Calcutta: Former India captain Bishan Singh Bedi, who did his bit for Patiala royal Amarinder Singh of the Congress, in Amritsar, spoke to The Telegraph (from New Delhi) on Saturday evening.

Excerpts...

QYou campaigned for Amarinder, who won from Amritsar on a Congress ticket, thrashing key BJP strategist Arun Jaitley by over a lakh of votes...

A Randhir Singh (former secretary general of the IOA) and I did go to Amritsar for a few days and we were accompanied by some Delhi-based cricketers. I didn’t join any rally by Amarinder, but did speak to the media and meet voters informally.

Were you invited by Amarinder or did you go on your own?

I was invited and I went as a sportsman.

In effect, then, it turned out to be a continuation of the ‘war’ within the proxy-dominated Delhi and District Cricket Association, didn’t it?

(Laughs) I leave it to your good judgement... I went to support one candidate, not to run down another aspirant. Cricket has taught me to be civilised.

What did you, in particular, tell the voters of Amritsar?

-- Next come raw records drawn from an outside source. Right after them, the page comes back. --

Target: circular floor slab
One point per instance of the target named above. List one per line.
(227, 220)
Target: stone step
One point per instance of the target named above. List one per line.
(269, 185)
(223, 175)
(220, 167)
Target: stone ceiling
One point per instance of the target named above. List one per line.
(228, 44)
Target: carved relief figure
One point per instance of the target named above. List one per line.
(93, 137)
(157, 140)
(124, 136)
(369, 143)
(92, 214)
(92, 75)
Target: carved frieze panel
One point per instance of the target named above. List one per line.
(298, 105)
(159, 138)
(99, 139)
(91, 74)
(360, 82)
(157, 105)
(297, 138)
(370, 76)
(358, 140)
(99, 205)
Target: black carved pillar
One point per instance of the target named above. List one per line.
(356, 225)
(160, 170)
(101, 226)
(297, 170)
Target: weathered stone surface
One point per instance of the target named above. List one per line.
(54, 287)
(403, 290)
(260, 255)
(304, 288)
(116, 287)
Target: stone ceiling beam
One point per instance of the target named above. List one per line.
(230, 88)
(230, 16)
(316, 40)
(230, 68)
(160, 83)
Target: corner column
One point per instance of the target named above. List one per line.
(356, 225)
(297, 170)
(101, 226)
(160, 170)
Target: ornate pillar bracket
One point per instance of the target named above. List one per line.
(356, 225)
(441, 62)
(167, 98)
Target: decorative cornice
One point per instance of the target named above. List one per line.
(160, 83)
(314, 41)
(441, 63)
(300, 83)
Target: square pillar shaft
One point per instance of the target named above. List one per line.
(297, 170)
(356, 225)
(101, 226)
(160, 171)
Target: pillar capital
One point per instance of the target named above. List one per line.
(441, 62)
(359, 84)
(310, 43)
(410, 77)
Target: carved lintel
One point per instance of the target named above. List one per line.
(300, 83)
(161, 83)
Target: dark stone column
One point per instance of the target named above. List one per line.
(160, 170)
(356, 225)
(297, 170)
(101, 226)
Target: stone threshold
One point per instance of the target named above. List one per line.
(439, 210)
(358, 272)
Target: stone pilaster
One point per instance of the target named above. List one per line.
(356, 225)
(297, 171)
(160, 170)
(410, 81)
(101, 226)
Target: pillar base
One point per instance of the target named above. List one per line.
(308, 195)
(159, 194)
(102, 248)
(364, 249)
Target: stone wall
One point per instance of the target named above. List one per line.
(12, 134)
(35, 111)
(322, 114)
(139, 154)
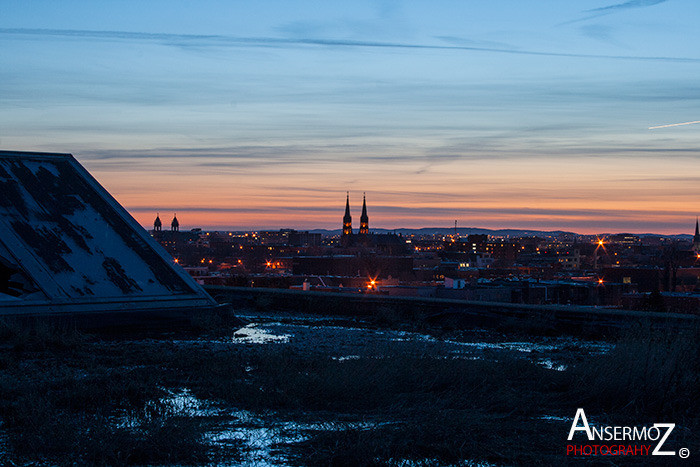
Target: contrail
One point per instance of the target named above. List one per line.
(673, 124)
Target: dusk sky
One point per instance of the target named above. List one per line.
(253, 115)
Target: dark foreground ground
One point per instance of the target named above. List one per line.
(307, 390)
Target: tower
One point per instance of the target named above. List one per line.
(364, 218)
(347, 219)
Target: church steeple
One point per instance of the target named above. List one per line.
(347, 219)
(364, 218)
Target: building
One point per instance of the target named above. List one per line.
(67, 246)
(364, 218)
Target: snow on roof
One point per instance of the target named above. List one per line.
(67, 245)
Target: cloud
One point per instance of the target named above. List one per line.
(606, 10)
(625, 6)
(203, 40)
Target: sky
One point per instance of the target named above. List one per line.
(262, 115)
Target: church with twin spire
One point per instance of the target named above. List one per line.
(347, 220)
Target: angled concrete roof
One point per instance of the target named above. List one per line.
(67, 246)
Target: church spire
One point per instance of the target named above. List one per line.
(364, 218)
(347, 219)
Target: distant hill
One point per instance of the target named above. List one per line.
(463, 231)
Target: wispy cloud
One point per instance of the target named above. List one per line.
(606, 10)
(625, 6)
(203, 40)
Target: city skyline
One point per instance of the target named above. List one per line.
(252, 116)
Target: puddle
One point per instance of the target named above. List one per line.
(253, 334)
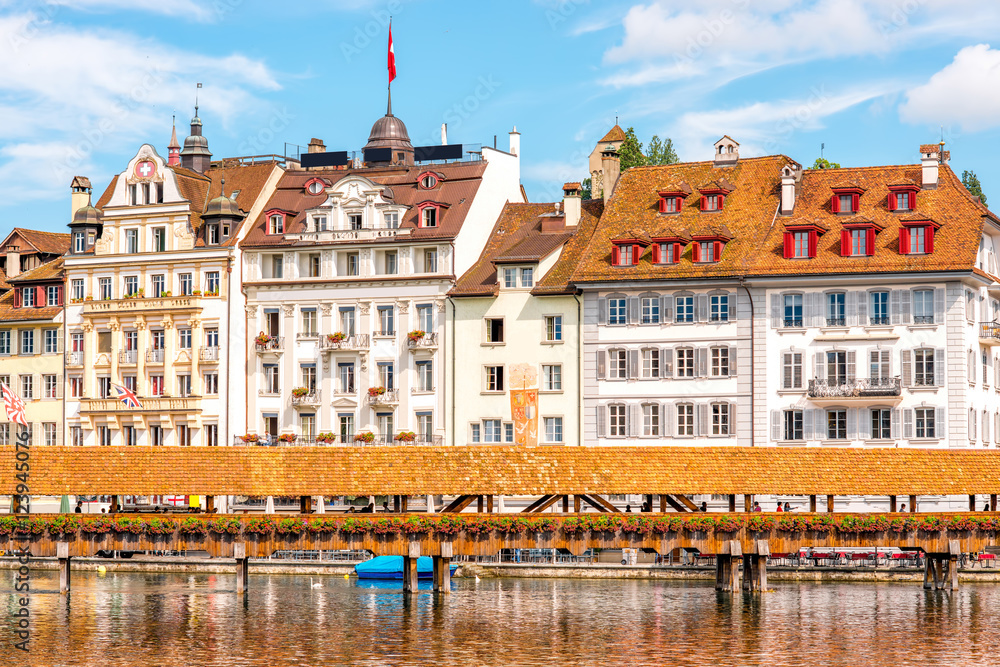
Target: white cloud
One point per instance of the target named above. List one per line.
(965, 93)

I wanted them to know who is the real son of the soil.

You can, then, take some credit for helping Amarinder defeat Jaitley?

I don’t see it as such a big deal. But, yes, fact is that the better person won.

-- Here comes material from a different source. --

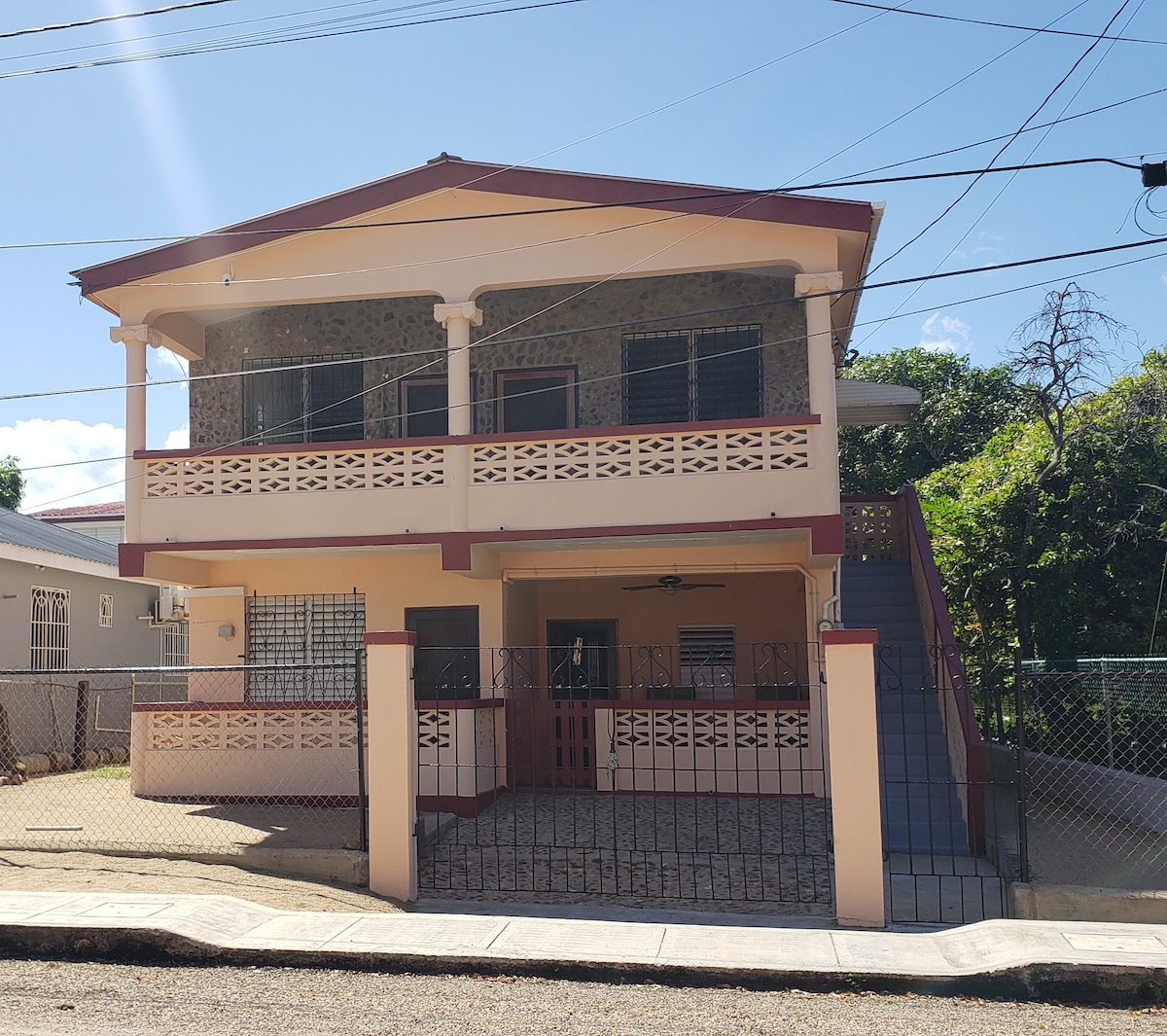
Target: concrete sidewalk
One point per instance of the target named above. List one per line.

Be honest... Did you expect Amarinder to win...

Look, Amarinder is a former chief minister of Punjab and knows the state inside out. He ran a hard campaign and got rewarded.

Did Jaitley and you cross paths in Amritsar?

No.

Would the BJP have retained Amritsar had Navjot Singh Sidhu again been given a ticket?

It’s an interesting question. During my interactions with the locals there, I did note that they saw Sidhu as one of their own. They would’ve been happy to again have him as a candidate. A sense of belonging matters.

There was talk that the Aam Aadmi Party (AAP) wanted you to contest as its candidate...

Well, there was some talk... AAP wanted me to fight from Amritsar, but nothing got finalised. In any case, politics isn’t my cup of tea.

[AAP eventually fielded Dr Daljit Singh, who polled over 80,000 votes.]

What’s your take on the BJP’s phenomenal showing in the general election?

To get 282 seats on its own is a tremendous mandate and, now, the BJP can’t offer excuses. It will have to deliver, plain and simple.

Did the numbers, both for the BJP and the Congress, take you by surprise?

At my age (67), nothing surprises. I neither get shocked, nor do I get surprised.

Your thoughts on Narendra Modi, our next Prime Minister...

I’d like to wait and see how Modi performs... What’s amazing is that he put in such a physical effort, campaigning across the country. Indeed, the energy he showed seemed almost unreal. One has to admire him for travelling to just about every nook and corner of India. Credit to his team as well.

What would best sum up Modi?

Oh, it wouldn’t be fair for me to sum up somebody I hardly know. I don’t wish to go by impressions.

In recent times, outgoing Prime Minister Manmohan Singh got brickbats in plenty. Will subsequent generations judge him more kindly?

I think so, yes. We have to remember that politics was never Singh’s strength... He’s a technocrat, with a good feel of economic issues.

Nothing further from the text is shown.